[3.14] gh-67022: Document bytes/str inconsistency in email.header.decode_header() and suggest email.headerregistry.HeaderRegistry as a sane alternative (GH-92900) (#135548)

gh-67022: Document bytes/str inconsistency in email.header.decode_header() and suggest email.headerregistry.HeaderRegistry as a sane alternative (GH-92900) * gh-67022: Document bytes/str inconsistency in email.header.decode_header() This function's possible return types have been surprising and error-prone for the entirety of its Python 3.x history. It can return either: 1. `typing.List[typing.Tuple[bytes, typing.Optional[str]]]` of length >1 2. or `typing.List[typing.Tuple[str, None]]`, of length exactly 1 This means that any user of this function must be prepared to accept either `bytes` or `str` for the first member of the 2-tuples it returns, which is a very surprising behavior in Python 3.x, particularly given that the second member of the tuple is supposed to represent the charset/encoding of the first member. This patch documents the behavior of this function, and adds test cases to demonstrate it. As discussed in bpo-22833, this cannot be changed in a backwards-compatible way, and some users of this function depend precisely on the existing behavior. Add warnings about obsolescence of 'email.header.decode_header' and 'email.header.make_header' functions. Recommend use of `email.headerregistry.HeaderRegistry` instead, as suggested in https://github.com/python/cpython/pull/92900#discussion_r1112472177 (cherry picked from commit 60181f4ed0) Co-authored-by: Dan Lenski <dlenski@gmail.com>
2025-08-04 00:48:58 +00:00 · 2025-06-15 22:02:16 +02:00 · 2025-06-15 22:02:16 +02:00 · 1c4f01a160
commit 1c4f01a160
parent 7fd8857b11
3 changed files with 54 additions and 9 deletions
--- a/Lib/email/header.py
+++ b/Lib/email/header.py
@ -59,16 +59,22 @@ _max_append = email.quoprimime._max_append
 def decode_header(header):
    """Decode a message header value without converting charset.

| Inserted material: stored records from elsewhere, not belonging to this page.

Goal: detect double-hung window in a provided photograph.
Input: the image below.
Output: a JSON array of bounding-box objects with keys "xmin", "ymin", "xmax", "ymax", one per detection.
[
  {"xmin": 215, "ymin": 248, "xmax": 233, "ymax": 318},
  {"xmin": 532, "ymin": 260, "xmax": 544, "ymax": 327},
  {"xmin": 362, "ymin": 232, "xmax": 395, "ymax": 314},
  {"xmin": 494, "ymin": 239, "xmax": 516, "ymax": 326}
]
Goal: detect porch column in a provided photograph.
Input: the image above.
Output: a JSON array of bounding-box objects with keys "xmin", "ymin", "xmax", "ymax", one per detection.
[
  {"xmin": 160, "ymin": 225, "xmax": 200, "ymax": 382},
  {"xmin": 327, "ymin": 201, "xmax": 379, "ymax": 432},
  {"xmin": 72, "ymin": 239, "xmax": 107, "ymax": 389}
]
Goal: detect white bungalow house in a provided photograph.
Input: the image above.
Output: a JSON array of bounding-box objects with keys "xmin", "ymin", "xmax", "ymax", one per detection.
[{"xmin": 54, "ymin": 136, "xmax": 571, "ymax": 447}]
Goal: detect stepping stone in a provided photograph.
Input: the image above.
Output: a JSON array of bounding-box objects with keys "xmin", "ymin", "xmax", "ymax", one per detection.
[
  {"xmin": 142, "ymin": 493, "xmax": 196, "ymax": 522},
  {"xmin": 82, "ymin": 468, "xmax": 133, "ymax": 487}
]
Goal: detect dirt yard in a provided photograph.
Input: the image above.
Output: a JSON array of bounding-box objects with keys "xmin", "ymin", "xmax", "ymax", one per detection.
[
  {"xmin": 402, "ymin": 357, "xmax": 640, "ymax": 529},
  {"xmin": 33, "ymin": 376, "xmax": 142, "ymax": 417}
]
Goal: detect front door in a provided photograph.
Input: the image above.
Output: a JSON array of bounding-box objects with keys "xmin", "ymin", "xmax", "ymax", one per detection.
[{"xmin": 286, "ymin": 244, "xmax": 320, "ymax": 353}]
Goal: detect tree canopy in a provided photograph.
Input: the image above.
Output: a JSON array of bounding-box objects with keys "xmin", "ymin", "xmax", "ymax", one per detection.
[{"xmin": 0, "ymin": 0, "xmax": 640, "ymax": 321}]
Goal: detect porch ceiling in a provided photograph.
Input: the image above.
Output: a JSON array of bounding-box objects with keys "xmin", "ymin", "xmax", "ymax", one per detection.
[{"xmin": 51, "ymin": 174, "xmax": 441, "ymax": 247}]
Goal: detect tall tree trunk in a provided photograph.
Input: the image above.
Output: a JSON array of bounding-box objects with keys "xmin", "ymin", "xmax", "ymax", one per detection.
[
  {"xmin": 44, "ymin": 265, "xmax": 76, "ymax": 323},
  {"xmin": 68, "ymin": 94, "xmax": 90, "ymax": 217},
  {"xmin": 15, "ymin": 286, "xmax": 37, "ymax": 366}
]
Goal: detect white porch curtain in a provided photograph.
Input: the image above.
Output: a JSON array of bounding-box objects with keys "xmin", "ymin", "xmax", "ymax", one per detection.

-    Returns a list of (string, charset) pairs containing each of the decoded
-    parts of the header.  Charset is None for non-encoded parts of the header,
-    otherwise a lower-case string containing the name of the character set
-    specified in the encoded string.
+    For historical reasons, this function may return either:
+
+    1. A list of length 1 containing a pair (str, None).
+    2. A list of (bytes, charset) pairs containing each of the decoded
+       parts of the header.  Charset is None for non-encoded parts of the header,
+       otherwise a lower-case string containing the name of the character set
+       specified in the encoded string.

    header may be a string that may or may not contain RFC2047 encoded words,
    or it may be a Header object.

    An email.errors.HeaderParseError may be raised when certain decoding error
    occurs (e.g. a base64 decoding exception).
+
+    This function exists for backwards compatibility only. For new code, we
+    recommend using email.headerregistry.HeaderRegistry instead.
    """
    # If it is a Header object, we can just return the encoded chunks.
    if hasattr(header, '_chunks'):
@ -161,6 +167,9 @@ def make_header(decoded_seq, maxlinelen=None, header_name=None,
    This function takes one of those sequence of pairs and returns a Header
    instance.  Optional maxlinelen, header_name, and continuation_ws are as in
    the Header constructor.
+
+    This function exists for backwards compatibility only, and is not
+    recommended for use in new code.
    """
    h = Header(maxlinelen=maxlinelen, header_name=header_name,
               continuation_ws=continuation_ws)